The strength of our study is the groundbreaking finding of the relationship between plasma EBV DNA titer and progesterone analogue treatment response. Furthermore, we show that pain control can be used as a new parameter to assess QoL in cancer patients with cachexia. However, our study has some limitations. The major limitation of our study is its retrospective design. Second, data was collected from a single institution. Third, the study was limited by its small sample size, and 56.1% of patients were receiving palliative treatment with UFT, which might influence the interpretation of results. In addition, patients were treated in a supportive care setting and thus, a follow-up of disease status was not performed. Therefore, prospective multi-institutional or nationwide studies are needed to confirm our findings.
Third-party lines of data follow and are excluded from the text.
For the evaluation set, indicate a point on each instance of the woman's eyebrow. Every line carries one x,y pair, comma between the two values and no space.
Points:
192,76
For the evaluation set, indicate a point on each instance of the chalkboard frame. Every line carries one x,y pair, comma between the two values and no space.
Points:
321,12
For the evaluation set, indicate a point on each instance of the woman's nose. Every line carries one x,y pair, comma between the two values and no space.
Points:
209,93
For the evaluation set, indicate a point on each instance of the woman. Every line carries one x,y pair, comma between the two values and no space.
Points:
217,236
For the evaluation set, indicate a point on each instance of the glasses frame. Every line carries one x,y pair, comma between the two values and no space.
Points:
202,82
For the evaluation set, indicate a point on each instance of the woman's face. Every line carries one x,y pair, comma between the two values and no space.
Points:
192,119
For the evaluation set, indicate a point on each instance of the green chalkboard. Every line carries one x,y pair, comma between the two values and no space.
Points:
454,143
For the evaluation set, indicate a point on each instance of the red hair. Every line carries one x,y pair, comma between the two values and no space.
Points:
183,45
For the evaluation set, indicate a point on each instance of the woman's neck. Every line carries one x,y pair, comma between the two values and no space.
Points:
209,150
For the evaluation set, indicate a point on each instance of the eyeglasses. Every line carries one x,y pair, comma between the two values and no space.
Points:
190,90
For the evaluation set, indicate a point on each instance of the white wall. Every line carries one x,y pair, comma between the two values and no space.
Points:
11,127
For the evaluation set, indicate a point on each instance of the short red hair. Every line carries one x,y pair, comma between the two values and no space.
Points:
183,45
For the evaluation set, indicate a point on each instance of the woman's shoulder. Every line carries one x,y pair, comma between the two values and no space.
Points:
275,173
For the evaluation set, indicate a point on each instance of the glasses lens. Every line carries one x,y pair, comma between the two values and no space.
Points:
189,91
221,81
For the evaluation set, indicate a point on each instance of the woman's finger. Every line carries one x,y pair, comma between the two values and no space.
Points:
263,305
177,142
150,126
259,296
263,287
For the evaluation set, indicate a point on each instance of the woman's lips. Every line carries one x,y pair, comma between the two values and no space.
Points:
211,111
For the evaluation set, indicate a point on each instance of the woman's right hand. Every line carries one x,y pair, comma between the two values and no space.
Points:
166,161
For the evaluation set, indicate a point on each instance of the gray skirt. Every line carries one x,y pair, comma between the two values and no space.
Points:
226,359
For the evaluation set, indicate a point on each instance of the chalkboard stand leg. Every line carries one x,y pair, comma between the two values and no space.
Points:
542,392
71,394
In conclusion, progesterone analogues, such as MPA and MA, can improve QoL by enhancing performance status and improving pain control in patients with locally advanced or metastatic NPC under palliative care. In addition, plasma EBV DNA titer was significantly decreased after progesterone analogue treatment, especially in patients with body weight gain (progesterone analogue responders), which may be related to stable tumor status. Further studies are necessary to understand the mechanisms by which progesterone analogues improve pain control and EBV DNA load in NPC.

Conflicts of interest

The authors have no potential conflicts of interest to disclose.

Acknowledgments

This study was supported by grants from the Chang Gung Memorial Hospital, Taiwan, ROC, grant number: CMRPG360251-3, CMRPG391381-3, CMRPG3C1931, CMRPG3E1221.

Footnotes

Peer review under responsibility of Chang Gung University.